- Film poster

Chinese name
- Traditional Chinese: 撕票風雲
- Simplified Chinese: 撕票风云

Standard Mandarin
- Hanyu Pinyin: Sī Piào Fēng Yún

Yue: Cantonese
- Jyutping: Si1 Piu3 Fung1 Wan4
- Directed by: Wong Jing Venus Keung
- Screenplay by: Wong Jing
- Produced by: Wong Jing
- Starring: Simon Yam Michael Miu Fala Chen
- Cinematography: Venus Keung Ng King-man
- Edited by: Lee Ka-wing
- Music by: Henry Lai Wan-man
- Production company: Mega-Vision Pictures
- Distributed by: Mega-Vision Pictures
- Release date: 7 January 2010;
- Running time: 93 minutes
- Country: Hong Kong
- Language: Cantonese
- Box office: US$339,557 (HK$1.89 million)

= Black Ransom =

2010 Hong Kong film by Wong Jing

Black Ransom is a 2010 Hong Kong action thriller film directed by Wong Jing and Venus Keung and starring Simon Yam, Michael Miu and Fala Chen.

==Plot==
Before his wife was murdered, Inspector Mann Cheung (Simon Yam) was a model to young detectives.
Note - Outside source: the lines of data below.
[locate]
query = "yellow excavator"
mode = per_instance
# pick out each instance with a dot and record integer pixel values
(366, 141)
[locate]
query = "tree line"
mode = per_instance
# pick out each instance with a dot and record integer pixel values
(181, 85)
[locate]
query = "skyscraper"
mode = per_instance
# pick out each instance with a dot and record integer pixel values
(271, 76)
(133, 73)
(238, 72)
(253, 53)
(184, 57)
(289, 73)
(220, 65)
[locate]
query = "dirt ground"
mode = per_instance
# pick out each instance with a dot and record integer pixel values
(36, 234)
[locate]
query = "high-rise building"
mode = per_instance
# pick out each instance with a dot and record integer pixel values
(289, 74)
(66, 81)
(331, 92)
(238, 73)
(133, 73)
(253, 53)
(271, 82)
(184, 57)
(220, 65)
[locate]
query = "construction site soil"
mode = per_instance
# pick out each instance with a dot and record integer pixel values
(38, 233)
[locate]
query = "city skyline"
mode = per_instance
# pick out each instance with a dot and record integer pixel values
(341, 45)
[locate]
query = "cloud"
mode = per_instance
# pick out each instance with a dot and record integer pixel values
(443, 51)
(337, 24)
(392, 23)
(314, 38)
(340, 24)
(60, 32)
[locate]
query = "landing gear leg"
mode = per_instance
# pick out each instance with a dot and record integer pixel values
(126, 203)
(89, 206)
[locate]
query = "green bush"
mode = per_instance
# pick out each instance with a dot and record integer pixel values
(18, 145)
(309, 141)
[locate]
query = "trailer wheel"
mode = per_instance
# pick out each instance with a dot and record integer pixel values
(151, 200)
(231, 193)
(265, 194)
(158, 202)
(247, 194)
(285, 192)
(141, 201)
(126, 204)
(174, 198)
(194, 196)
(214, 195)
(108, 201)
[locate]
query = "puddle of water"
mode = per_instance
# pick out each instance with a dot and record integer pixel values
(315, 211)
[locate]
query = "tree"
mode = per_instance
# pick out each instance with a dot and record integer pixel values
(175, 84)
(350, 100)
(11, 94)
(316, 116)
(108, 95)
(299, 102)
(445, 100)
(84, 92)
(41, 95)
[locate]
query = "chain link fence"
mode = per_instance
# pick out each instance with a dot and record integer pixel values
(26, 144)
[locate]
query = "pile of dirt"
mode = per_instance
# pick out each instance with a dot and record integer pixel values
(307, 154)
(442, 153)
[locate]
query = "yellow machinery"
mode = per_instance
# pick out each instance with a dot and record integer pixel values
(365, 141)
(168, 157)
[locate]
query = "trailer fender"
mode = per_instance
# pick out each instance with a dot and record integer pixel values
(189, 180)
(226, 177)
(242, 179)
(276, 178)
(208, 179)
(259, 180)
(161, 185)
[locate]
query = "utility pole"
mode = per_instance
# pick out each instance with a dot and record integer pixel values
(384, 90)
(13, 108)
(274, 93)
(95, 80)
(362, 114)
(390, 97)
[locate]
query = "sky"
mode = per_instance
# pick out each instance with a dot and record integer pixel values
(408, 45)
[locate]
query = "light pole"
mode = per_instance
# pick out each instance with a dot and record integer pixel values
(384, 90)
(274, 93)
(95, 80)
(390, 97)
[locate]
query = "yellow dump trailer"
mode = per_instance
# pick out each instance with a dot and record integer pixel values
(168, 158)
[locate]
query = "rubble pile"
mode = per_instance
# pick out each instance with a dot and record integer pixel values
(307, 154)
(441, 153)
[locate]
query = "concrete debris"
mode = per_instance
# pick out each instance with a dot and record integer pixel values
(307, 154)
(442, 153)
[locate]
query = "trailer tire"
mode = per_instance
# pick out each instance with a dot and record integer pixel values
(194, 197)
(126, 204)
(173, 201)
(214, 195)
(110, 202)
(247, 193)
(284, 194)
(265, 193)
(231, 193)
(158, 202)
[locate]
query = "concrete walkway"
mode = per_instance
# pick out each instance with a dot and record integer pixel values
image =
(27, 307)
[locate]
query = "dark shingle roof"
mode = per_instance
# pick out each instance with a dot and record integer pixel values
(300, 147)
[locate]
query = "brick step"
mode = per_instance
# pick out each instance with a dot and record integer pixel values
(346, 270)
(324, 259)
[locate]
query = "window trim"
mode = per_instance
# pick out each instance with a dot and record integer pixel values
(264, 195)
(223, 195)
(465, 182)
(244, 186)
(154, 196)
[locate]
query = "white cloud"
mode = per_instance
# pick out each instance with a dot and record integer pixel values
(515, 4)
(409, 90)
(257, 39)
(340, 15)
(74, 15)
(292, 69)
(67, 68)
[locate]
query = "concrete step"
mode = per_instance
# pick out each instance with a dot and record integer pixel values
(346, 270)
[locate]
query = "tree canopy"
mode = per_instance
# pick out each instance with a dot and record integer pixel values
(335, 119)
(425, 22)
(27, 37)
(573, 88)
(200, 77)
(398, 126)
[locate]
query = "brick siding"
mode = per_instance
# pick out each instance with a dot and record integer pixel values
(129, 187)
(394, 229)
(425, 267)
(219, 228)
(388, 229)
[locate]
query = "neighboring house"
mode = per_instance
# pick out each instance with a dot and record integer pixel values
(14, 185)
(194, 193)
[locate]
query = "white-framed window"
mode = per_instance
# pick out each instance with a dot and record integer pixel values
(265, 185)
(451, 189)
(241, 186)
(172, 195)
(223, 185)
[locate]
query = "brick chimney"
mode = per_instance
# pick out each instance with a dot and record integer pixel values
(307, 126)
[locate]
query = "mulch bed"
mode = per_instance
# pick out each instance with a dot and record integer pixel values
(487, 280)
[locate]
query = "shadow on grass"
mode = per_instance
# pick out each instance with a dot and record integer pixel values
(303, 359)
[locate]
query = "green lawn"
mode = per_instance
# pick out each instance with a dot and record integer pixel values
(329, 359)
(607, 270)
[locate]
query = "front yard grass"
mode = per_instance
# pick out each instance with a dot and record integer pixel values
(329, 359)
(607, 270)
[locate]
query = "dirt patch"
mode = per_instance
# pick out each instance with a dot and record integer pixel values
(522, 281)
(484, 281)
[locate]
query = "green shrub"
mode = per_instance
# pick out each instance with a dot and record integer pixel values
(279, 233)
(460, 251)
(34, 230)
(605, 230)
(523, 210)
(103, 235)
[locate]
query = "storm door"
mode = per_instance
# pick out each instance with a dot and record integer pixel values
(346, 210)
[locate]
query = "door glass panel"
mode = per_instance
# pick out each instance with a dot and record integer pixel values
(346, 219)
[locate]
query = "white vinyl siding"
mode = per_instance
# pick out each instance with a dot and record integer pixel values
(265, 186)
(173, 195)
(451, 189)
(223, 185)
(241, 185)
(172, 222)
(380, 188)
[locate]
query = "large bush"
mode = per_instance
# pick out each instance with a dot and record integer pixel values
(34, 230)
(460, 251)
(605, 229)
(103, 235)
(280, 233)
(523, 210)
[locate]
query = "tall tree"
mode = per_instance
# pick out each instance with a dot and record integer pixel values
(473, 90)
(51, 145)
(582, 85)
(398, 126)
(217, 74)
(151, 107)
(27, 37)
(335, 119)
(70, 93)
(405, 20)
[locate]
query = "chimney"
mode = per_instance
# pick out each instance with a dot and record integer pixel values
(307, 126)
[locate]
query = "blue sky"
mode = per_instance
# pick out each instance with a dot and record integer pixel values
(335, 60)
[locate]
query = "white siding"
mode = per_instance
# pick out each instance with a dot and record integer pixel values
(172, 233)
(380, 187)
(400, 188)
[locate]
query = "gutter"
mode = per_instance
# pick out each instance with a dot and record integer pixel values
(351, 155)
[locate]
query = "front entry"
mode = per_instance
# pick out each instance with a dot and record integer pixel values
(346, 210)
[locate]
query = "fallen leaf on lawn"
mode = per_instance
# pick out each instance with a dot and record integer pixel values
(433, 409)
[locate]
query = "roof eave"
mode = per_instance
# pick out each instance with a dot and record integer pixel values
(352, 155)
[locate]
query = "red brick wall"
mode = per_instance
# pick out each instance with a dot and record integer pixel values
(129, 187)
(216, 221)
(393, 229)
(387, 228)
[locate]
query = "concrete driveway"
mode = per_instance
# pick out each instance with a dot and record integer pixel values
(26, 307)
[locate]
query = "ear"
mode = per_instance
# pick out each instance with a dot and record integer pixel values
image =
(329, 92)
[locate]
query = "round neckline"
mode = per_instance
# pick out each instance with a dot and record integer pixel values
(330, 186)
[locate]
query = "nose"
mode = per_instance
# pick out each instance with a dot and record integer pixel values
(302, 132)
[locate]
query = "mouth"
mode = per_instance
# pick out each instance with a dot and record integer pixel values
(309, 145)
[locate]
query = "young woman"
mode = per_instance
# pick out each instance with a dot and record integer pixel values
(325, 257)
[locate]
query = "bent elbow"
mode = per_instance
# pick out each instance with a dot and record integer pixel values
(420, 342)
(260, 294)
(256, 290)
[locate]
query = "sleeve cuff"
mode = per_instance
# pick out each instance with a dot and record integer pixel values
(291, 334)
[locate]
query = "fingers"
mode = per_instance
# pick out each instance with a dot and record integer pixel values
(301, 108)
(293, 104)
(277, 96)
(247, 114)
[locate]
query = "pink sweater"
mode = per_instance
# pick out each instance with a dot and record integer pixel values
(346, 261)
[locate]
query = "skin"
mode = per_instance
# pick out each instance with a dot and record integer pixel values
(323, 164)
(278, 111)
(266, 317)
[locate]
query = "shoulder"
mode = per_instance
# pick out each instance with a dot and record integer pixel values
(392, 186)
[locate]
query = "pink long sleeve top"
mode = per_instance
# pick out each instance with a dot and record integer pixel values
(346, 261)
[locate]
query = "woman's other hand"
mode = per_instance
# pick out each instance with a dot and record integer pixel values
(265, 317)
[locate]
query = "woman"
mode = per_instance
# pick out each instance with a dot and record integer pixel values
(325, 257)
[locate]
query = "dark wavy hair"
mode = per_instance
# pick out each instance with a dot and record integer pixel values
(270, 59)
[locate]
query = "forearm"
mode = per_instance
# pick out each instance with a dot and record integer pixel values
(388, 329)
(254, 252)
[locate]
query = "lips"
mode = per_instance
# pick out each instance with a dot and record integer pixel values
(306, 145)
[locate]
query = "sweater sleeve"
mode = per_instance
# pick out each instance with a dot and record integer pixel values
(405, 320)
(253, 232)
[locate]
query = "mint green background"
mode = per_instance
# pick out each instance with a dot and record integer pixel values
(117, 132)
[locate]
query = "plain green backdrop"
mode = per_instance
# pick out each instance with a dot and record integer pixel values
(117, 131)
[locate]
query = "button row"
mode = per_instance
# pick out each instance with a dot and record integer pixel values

However, with his wife's death, he was indulged in deep sorrow and became downhearted and dispirited. Not only was his detective image affected, his relationship with his daughter Yan (Wada Hiromi) also went downhill. The new superintendent Koo Kwok-keung (Fala Chen) assigned him to take charge of a series of kidnapping cases. Several triad leaders were kidnapped, held to ransom and murdered. The modus operandi was violent, brutal, professional and efficient. Mann soon discovers that the gang of kidnappers were former members of the Special Duties Unit, led by Sam Ho (Michael Miu) and his girlfriend, Can (Qu Ying), a former member of the VIP Protection Unit, who were familiar with the police modus operandi and were able to escape from apprehension. Sam also discovers that Mann is after him. A duel to the death between the two elites of the police force is ensued.

==Cast==
- Simon Yam as Inspector Mann Cheung
- Michael Miu as Sam Ho
- Fala Chen as Superintendent Koo Kwok-keung
- Liu Yang as Eva
- Qu Ying as Can
- Kenny Wong as Ice King
- Wada Hiromi as Yan
- Vincent Wong as Spring
- Xing Yu as Rocky
- Andy On as Gundam Ko
- Jiang Yang as Eagle
- Samuel Pang as Bill
- Adam Chan as Hui
- Ricky Chan as Inspector Tiger Chan
- Parkman Wong as Tang Qing
- Zuki Lee as Tang Qing's wife
- Richard Cheung as Uncle Dragon
- Mark Cheung as Bull
- Wong Ching as Wide Mouth
- Winnie Leung as Mady
- Ben Cheung as David Ho
- Ada Wong as Ada
- Gloria Wong as Bobo
- Chan Pak-lei as Fifi
- Frankie Ng as Triad boss
- Lee Kim-wing as Triad boss
- Chan Kam-pui as Triad boss
- Siu Hung as Triad boss
- Luk Man-wai as SDU member
- Law Wai-kai as Thug
- Tam Kon-chung as Tang Qing's thug
- Lai Chi-wai as Ice's thug
- Benny Lai as Ice's thug
- Johnny Cheung as Thug

==Box office==
The film grossed US$339,557 (HK$1.89 million) at the Hong Kong box office.